The steps to preparing are fairly obvious:
- Collecting mobile phone numbers
- Collecting permission to text constituents
- Evaluating a provider (I'd love to hear from readers who have positive feedback on any of the providers.)

There's no reason not to start preparing now.

As seniors graduate, they will move from location to location and will not likely have a landline - but they will keep their mobile number. Same goes for young alumni who are likely changing jobs along their career path. So while we're collecting that number for the phone program, let's start collecting text message permission also.

As you plan an "update contact information" campaign with giveaways, make the prize dependent on the ability to text the winner so that you can ensure the entries will have correct mobile numbers.

I was in Atlanta last week visiting with a few institutions and discussed text message fundraising quite a bit.
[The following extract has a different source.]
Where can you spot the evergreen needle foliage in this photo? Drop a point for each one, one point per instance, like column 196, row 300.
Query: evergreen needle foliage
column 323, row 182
There are some valid concerns - 1) the provider costs, 2) that we'll move a $100 donor to a $10 gift level, 3) it'll be difficult to tie text donations into participation totals if the donors don't self-identify. These are valid concerns, but I believe that we can work through them - if we don't try and risk failing, we're never going to hit one out of the park, as Scott said in his last post. And doesn't every institution have a group of non-donors who aren't responding to what is currently being done? Mobile giving could be the way to get them on board. Through creative mini-campaigns and integration of mobile giving into your other fundraising efforts, you could chip away at that chunk of non-donors in $5 or $10 increments.

As fundraisers competiting in a growing pool of non-profits, we need to be more aggressive and consider how to use tools in a different way and how to incorporate new tools into our plans.